The anti-inflammatory results implied that Nio 2 was the most efficient anti-inflammatory formula ameliorating the acute inflammatory pain. Furthermore, the reduction of the pro-inflammatory TNF-alpha and IL-6, elevation the anti-inflammatory factor IL-10 levels, and amelioration of oxidative-stress might be the main mechanism responsible for their anti-inflammatory activities, as previously demonstrated [38, 46].

Conclusion

The current study strengthens the folk herbal medicine usage of Fumaria officinalis in acute and chronic pain, inflammation, and neuropathy. In-vivo bio-guided fractionation and chromatographic phytochemical analysis showed that the alkaloid-rich fraction (ARF) is the most active fraction and that ARF contained two major alkaloids; Stylopine 48.3%, and Sanguinarine 51.6%. In-vitro optimization, analytical, and in vivo biological investigations showed that Nio 2 was the most optimized niosomal formulation. This optimized niosome, Nio 2, worked by improving the pharmacokinetic properties of ARF developing adequate entrapment efficiency, rapid degradation, and acceptable stability in simulated GI conditions.

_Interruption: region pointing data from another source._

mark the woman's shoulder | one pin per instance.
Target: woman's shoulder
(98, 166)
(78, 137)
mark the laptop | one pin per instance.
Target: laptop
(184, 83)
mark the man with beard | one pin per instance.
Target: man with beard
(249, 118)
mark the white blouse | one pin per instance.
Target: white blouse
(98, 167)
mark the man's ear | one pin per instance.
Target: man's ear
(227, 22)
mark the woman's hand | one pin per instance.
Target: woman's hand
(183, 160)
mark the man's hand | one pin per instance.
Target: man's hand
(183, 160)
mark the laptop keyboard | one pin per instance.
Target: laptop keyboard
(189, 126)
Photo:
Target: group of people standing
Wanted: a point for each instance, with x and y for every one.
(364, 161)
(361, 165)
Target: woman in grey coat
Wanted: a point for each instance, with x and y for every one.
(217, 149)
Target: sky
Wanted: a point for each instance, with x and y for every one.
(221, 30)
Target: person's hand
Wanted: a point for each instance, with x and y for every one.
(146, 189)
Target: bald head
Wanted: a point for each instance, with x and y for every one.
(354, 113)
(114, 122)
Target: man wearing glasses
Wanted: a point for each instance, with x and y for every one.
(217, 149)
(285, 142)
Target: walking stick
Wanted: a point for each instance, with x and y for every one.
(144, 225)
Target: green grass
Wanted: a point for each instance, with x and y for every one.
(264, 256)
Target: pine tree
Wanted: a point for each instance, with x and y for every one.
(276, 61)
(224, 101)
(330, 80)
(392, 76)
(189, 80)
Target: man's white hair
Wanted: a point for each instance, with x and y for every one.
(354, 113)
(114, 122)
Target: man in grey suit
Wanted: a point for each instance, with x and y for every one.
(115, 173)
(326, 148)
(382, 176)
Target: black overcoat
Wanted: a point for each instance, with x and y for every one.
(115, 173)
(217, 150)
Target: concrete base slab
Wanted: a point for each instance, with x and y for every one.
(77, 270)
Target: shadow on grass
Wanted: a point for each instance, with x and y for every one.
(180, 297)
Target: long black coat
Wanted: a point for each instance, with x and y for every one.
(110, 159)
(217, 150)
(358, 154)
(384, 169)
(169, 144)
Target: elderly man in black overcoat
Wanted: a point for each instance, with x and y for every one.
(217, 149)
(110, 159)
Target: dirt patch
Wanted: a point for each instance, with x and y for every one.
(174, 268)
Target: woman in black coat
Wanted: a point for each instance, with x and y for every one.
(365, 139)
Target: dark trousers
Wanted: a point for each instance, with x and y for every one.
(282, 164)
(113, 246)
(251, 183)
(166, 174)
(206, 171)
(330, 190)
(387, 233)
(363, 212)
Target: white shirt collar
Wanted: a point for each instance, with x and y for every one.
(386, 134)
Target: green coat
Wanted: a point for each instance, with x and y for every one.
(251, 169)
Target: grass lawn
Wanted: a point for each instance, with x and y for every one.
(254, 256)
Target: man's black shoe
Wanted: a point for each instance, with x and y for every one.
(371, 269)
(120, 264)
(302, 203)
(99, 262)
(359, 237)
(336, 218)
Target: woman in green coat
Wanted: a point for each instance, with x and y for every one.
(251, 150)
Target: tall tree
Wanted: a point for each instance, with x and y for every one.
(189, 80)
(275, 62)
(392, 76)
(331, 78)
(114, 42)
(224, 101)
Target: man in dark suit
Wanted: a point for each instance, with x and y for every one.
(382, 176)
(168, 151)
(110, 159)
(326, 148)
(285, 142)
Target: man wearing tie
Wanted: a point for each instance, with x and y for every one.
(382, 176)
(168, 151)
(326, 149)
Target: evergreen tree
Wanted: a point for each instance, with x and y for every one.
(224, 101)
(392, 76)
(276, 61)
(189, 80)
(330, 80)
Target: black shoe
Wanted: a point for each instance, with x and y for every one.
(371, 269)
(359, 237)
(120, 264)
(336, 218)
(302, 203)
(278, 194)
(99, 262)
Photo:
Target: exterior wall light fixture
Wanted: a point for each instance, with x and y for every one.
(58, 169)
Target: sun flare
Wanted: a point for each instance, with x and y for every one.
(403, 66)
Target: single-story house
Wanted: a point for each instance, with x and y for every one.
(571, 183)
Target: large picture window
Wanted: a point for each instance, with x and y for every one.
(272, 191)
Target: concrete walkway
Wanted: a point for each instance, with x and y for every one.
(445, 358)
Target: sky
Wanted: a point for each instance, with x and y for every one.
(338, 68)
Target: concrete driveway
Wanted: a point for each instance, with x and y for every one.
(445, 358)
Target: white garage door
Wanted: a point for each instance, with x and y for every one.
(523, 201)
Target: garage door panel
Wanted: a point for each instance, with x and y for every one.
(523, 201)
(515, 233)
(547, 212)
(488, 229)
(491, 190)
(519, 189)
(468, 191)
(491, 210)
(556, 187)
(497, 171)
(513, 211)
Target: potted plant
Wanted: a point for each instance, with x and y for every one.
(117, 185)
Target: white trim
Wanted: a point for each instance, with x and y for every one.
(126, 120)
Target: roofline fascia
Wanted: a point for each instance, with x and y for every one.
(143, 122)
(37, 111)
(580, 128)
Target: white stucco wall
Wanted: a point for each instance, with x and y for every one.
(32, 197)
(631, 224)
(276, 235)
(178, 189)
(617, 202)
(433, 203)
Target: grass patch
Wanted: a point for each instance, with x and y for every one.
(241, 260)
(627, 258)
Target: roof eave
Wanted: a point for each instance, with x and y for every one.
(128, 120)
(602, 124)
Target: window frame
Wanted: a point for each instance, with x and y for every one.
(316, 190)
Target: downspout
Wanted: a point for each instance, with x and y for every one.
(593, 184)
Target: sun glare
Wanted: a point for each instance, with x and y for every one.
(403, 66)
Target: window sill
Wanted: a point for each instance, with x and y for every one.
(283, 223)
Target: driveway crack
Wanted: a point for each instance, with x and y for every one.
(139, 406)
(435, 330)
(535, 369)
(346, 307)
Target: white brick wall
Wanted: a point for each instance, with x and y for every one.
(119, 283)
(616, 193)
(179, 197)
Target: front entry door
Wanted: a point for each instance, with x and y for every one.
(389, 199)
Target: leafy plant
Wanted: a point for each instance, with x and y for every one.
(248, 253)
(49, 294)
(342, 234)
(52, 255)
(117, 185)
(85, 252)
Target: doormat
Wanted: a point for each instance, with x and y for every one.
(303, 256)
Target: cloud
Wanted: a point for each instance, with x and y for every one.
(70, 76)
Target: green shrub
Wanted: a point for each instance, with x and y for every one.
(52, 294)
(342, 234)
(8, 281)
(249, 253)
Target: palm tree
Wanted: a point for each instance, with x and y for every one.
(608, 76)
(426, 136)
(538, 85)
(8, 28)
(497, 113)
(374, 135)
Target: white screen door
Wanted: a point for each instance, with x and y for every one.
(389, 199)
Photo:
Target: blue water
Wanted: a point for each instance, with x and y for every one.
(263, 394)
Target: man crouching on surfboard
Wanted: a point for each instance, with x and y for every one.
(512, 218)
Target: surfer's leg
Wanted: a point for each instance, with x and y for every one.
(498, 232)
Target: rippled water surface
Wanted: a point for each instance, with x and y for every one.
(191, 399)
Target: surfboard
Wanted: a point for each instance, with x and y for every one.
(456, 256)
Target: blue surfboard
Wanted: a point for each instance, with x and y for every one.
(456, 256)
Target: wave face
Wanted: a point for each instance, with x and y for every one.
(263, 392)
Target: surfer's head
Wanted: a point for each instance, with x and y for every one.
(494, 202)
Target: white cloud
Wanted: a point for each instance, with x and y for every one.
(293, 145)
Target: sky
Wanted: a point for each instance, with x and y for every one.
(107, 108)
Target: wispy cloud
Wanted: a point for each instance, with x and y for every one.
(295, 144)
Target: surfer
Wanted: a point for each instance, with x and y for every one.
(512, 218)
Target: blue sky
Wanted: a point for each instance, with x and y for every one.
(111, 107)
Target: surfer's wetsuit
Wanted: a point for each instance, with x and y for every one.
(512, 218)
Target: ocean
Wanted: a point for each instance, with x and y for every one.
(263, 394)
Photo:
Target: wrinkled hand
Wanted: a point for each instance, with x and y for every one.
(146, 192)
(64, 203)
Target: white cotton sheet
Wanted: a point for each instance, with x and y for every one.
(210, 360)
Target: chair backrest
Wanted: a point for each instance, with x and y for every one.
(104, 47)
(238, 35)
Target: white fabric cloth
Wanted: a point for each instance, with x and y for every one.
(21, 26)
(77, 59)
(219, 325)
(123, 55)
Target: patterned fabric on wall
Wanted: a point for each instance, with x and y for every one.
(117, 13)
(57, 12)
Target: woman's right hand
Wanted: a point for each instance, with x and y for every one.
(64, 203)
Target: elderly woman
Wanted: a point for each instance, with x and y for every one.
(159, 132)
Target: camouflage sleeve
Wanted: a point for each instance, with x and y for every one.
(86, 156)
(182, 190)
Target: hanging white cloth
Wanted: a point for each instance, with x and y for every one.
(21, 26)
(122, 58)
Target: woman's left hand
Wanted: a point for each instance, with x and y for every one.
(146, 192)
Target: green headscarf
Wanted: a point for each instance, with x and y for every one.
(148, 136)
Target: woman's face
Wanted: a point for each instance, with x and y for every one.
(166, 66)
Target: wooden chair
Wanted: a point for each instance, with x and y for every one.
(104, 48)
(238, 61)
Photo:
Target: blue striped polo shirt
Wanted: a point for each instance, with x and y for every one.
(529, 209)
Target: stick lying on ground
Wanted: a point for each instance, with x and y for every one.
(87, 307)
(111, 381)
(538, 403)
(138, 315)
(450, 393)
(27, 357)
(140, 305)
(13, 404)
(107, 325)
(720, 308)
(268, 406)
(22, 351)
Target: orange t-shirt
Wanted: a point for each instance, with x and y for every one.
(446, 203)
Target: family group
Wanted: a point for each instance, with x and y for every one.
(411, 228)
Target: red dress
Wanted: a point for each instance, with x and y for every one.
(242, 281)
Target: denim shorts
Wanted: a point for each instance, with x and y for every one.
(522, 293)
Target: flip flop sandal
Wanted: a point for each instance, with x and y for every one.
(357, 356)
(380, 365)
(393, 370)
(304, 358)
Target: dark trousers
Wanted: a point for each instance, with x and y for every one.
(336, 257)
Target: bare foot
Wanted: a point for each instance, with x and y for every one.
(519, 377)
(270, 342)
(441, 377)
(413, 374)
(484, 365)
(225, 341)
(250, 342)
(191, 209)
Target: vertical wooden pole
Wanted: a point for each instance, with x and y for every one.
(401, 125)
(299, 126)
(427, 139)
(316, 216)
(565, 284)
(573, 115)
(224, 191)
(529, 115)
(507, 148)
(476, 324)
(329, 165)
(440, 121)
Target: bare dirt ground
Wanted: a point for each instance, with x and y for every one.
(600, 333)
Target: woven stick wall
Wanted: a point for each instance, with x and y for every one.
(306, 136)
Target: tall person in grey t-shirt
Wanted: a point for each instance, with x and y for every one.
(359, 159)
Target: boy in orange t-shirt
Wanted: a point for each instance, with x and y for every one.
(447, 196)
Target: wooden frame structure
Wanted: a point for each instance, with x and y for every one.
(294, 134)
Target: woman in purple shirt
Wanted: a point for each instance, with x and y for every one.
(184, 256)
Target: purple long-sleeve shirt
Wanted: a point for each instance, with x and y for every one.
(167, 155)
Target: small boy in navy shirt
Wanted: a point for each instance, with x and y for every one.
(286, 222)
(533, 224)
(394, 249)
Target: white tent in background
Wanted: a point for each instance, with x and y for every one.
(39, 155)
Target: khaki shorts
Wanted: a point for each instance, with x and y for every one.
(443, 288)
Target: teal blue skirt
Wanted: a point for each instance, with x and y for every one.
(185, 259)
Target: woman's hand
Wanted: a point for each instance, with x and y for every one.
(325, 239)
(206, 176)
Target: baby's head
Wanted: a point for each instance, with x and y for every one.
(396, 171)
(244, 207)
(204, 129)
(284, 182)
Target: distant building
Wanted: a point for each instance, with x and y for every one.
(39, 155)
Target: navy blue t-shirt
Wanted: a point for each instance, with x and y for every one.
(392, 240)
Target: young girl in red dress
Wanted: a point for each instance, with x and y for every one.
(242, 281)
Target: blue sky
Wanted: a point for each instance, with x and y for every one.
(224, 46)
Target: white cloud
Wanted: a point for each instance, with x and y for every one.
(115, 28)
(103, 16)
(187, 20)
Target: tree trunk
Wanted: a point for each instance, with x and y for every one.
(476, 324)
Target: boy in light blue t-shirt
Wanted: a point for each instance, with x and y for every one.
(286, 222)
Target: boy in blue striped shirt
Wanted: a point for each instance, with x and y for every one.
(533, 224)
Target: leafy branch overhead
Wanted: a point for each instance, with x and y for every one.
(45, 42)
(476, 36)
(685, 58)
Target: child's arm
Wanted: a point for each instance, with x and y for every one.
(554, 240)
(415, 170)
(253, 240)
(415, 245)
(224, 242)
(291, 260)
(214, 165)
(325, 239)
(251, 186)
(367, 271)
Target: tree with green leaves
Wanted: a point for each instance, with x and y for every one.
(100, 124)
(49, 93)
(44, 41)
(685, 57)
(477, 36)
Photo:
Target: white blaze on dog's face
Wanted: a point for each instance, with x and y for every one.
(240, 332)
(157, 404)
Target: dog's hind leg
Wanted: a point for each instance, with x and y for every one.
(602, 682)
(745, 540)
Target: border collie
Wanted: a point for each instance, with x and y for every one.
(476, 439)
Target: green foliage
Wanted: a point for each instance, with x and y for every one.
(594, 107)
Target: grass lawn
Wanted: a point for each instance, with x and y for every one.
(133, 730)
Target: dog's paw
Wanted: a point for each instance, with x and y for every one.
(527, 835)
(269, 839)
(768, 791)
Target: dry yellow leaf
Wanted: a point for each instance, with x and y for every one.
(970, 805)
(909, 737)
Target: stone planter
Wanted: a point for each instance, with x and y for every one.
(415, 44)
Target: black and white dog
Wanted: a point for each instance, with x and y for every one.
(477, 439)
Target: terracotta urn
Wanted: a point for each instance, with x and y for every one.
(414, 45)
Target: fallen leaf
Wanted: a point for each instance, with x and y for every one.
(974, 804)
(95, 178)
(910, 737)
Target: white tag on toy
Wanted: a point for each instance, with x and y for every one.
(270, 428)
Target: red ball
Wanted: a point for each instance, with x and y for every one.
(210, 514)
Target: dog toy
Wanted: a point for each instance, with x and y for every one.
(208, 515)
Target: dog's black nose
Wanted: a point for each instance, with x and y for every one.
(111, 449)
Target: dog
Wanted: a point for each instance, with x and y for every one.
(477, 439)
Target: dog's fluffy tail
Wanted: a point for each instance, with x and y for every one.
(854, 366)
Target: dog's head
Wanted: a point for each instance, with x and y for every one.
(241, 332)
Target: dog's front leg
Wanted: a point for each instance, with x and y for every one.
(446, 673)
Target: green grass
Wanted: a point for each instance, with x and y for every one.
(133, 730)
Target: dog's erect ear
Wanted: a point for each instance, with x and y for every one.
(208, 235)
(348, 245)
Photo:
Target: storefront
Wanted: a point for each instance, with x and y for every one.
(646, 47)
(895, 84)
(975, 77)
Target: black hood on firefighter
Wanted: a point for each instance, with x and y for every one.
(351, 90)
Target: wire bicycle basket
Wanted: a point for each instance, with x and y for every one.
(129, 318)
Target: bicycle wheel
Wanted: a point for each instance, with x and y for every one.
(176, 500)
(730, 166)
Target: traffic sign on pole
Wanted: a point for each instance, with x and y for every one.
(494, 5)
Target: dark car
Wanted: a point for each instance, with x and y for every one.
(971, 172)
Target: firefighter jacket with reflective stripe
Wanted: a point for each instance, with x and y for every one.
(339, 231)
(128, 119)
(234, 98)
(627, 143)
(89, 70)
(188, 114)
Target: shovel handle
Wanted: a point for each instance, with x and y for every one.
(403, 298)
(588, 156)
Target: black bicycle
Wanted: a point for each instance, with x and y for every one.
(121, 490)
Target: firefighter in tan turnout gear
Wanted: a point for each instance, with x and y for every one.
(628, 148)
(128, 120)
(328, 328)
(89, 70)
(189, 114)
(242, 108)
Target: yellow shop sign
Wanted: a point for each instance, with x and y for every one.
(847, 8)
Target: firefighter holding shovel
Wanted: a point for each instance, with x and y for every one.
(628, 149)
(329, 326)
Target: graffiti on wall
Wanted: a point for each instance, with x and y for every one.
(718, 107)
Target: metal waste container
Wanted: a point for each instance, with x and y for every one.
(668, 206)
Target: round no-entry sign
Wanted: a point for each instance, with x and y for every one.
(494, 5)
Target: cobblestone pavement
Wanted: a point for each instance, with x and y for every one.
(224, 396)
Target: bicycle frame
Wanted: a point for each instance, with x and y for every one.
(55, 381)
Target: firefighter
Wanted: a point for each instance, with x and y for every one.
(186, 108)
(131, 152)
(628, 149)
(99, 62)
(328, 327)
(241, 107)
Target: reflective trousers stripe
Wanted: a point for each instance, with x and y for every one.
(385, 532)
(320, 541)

FO, ARF, and Nio 2 are the most potent antidiabetic and anti-inflammatory compounds. Also the reduction of the pro-inflammatory TNF-alpha and IL-6, the elevation the anti-inflammatory factor IL-10 levels, and the amelioration of oxidative-stress might be the main mechanism responsible for their antinociceptive and anti-inflammatory activities. When correlating comparable concentrations, Nio 2 has shown superior efficacy compared to ARF. This study might offer a promising practical oral formulation ameliorating various inflammatory conditions and diabetic complications especially neuropathic-pain, for further research.